I am trying to find a way to ask if the degree of correlation or relationship between two binary variables (impacts present/absent ~ threats present/absent) varies between species, and separately, between categories. Suggestions on better approaches/packages/ways to code what I'm after would be appreciated, as well as general input on what I've already done. My dataframe looks like this:

set.seed(123)
df <- data.frame(Species = rep(c("plant1", "plant2", "plant3", 
       "plant4", "plant5"), each=5), Category= rep(c("A", "B", 
       "C", "D","E"), 5), threat.count = sample(0:1, replace = T, 
       size = 25), impact.count = sample(0:1, replace = T, 
       size = 25)) 

I can ask what the general correlation between threats and impacts is with a non-parametric Spearman test for correlation between paired samples:

cor.test(df$threat.count, df$impact.count, method = "spearman", 
    exact = FALSE, conf.int=TRUE)  
# rho = -0.1666667; in my real data the correlation is much 
# higher, around 0.26. 

I would interpret this as: Overall, there is a 26% correlation between threats and impacts.

However, I would like to dig in and ask if the degree of correlation varies between Species (and later between Categories), and if so, how (e.g. is the correlation between threats and impacts stronger for some species than for others?).

I have tried creating both generalized linear models, and generalized linear mixed models to get at this, and am not sure if either answers my questions and if I am interpreting them correctly.

To ask if degree of correlation varies between species overall, I could do something like this:

mod0 <- glm(impact.count ~ threat.count, data = df, family = 
            binomial(link = "logit"))
mod1 <- glm(impact.count ~ threat.count + Species, data = df, 
            family = binomial(link = "logit"))
anova(mod0, mod1, test = 'LRT') # here, no, but in my real data, 
                                # yes

#all I can say from that would be 'Yes/no, the degree of correlation between threats and impacts varies between species'… but I would like to know how much?

So, we can look at the summary from mod1:

summary(mod1)

As I understand it, in this output, the coefficient estimate for threat.count is the log-odds of an impact being present (impact.count = 1) with a 1-unit change in threat.count (aka if threat count = 1).
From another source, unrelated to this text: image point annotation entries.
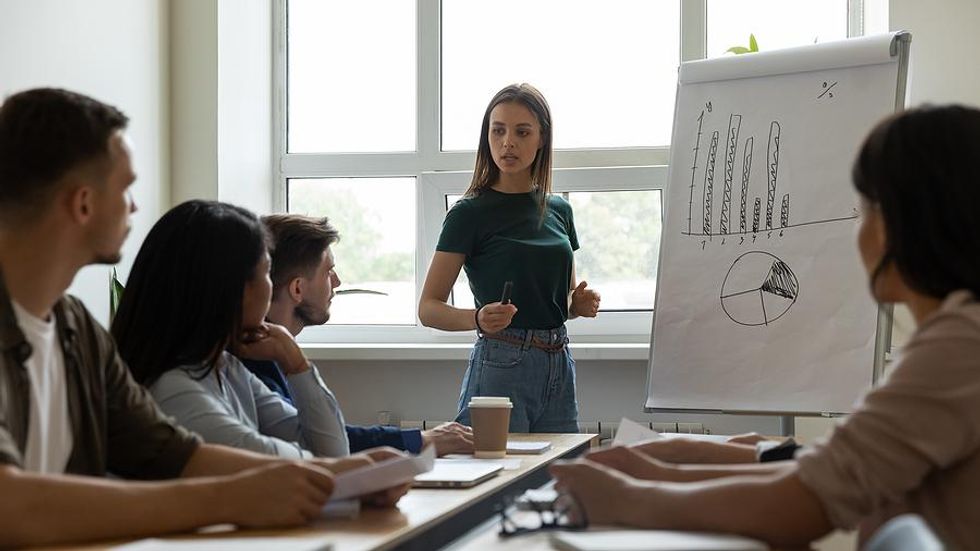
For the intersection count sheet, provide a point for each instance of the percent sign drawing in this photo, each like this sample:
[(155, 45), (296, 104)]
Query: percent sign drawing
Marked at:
[(827, 90)]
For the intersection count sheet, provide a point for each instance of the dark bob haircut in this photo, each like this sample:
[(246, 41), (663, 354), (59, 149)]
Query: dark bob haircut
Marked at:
[(919, 168), (183, 299)]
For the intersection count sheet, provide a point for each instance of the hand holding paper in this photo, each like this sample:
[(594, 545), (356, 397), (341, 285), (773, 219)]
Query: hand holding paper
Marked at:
[(387, 473)]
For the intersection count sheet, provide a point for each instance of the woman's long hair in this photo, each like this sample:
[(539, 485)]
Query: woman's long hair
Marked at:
[(486, 172), (183, 300), (919, 168)]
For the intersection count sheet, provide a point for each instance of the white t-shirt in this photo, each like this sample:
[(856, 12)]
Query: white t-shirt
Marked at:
[(49, 439)]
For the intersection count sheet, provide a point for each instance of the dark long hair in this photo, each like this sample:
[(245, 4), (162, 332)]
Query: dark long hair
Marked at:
[(919, 168), (486, 172), (183, 299)]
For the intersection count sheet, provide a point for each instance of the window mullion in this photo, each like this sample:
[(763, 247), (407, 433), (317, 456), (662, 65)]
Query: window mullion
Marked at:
[(694, 32), (855, 18), (279, 88), (428, 90)]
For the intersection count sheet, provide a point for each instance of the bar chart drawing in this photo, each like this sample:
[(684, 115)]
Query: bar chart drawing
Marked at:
[(758, 289), (770, 209)]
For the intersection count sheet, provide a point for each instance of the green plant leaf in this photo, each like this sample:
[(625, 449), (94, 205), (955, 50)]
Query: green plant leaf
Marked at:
[(115, 294)]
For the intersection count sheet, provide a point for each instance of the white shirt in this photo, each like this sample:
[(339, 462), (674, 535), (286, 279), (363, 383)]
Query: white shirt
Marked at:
[(49, 439)]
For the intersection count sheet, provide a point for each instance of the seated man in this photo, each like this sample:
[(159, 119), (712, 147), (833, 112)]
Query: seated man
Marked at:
[(303, 280), (69, 411)]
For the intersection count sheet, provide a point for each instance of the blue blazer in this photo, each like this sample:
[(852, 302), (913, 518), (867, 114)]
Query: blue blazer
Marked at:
[(360, 437)]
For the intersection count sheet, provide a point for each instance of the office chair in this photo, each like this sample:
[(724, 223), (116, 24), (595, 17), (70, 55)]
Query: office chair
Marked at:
[(904, 533)]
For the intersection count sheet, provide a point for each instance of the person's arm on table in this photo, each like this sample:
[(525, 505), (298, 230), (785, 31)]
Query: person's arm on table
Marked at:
[(47, 509), (641, 466), (776, 508), (686, 450)]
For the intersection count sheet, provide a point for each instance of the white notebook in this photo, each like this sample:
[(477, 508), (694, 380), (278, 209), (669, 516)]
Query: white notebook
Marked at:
[(521, 447), (223, 544), (652, 540)]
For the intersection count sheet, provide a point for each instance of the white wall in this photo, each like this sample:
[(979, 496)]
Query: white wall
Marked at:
[(115, 51), (945, 42), (221, 68)]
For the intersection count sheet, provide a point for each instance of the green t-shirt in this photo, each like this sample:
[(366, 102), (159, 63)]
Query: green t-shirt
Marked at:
[(503, 239)]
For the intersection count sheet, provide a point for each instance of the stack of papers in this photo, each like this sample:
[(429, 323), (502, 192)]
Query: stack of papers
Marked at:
[(652, 540)]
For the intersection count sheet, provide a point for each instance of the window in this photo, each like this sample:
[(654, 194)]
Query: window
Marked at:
[(379, 104)]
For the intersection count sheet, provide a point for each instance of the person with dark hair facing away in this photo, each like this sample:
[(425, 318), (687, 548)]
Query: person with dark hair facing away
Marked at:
[(200, 288), (510, 231), (912, 443), (304, 276), (70, 413)]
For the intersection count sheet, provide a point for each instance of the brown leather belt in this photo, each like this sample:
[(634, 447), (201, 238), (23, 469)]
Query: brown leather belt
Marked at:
[(546, 346)]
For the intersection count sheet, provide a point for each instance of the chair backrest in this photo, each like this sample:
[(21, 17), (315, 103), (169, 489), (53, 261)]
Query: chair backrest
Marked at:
[(904, 533)]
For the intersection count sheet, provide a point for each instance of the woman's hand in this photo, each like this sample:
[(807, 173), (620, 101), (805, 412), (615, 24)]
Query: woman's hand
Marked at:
[(384, 498), (449, 438), (603, 494), (585, 301), (271, 342), (495, 317)]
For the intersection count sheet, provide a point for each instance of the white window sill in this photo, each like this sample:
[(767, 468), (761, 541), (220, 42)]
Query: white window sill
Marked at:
[(458, 351)]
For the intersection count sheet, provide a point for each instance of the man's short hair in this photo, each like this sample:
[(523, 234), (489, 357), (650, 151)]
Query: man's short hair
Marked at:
[(298, 243), (45, 133)]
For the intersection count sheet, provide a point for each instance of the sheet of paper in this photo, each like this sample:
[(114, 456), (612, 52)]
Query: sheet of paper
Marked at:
[(528, 447), (341, 508), (385, 474), (630, 431), (652, 540), (220, 544), (508, 463)]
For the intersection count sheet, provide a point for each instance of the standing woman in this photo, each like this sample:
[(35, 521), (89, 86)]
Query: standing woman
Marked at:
[(510, 228)]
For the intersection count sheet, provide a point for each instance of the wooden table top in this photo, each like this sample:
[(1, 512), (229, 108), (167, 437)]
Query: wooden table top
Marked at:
[(421, 513)]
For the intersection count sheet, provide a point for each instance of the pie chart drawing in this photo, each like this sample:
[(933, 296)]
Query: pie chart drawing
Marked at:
[(758, 289)]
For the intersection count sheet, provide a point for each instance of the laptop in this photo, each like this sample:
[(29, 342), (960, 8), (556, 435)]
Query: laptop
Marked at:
[(457, 474)]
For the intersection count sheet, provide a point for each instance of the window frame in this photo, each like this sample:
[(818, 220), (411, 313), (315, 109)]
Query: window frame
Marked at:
[(439, 172)]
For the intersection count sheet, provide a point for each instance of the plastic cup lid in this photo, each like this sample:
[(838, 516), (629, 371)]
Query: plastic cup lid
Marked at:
[(490, 401)]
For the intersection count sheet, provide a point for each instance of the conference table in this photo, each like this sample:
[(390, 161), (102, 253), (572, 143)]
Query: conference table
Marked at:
[(425, 519)]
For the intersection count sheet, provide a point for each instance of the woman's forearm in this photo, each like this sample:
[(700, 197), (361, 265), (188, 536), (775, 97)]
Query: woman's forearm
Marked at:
[(694, 473), (45, 509), (440, 315), (777, 509)]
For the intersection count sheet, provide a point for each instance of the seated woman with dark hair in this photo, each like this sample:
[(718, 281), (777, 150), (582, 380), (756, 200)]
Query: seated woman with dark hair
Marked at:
[(200, 287)]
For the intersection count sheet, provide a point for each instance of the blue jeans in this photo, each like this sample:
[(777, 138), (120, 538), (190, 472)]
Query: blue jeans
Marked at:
[(540, 384)]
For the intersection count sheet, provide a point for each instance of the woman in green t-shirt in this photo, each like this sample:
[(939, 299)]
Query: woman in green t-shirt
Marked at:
[(509, 229)]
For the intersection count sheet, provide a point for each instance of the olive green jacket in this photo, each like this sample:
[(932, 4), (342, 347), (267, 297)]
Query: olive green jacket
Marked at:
[(116, 426)]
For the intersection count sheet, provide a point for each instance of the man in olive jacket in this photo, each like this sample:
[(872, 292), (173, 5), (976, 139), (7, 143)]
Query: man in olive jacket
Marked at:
[(70, 413)]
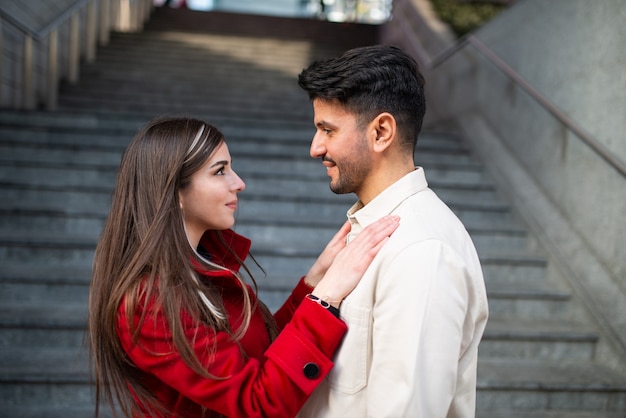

The coefficient estimates for Species2-Species5 are the difference in log-odds between their respective coefficients and the coefficient for Species1 (the Intercept term). I could get the "true" coefficients for all categories by running a no-intercept model like this:

mod2 <- glm(impact.count ~ 0 + threat.count + Species, data = df, 
            family = binomial(link = "logit"))
summary(mod2)

The coefficient estimates for Species1:Species5 here are the log-odds that an impact will be present (impact.count = 1) for each Species if threat count is … constant(?) 1(?) mean= 0.5(?).

I could get the odds ratios and probabilities for either version with:

exp(coef(modx))                     #get odds ratios 
exp(coef(modx))/(1+exp(coef(modx))) #get probabilities

My issue here is, how do I/can I interpret any of these in terms of whether/how much the correlation between threats and impacts varies between species?

I have also tried making a generalized linear mixed model:

library(lme4)
mod3 <- glmer(impact.count ~ threat.count + (1|Species), data = 
              df, family = binomial(link = "logit"))
summary(mod3)

This gives me an estimate for threat.count, but I am running into the same interpretation problem as before.

I also tried using lmList to look at the relationship between impact count and threat count separately for each species, but am worried about whether this is a statistically sound approach… any multiple comparisons issues? Also, how would I get it to spit out whether the sub-models are significant?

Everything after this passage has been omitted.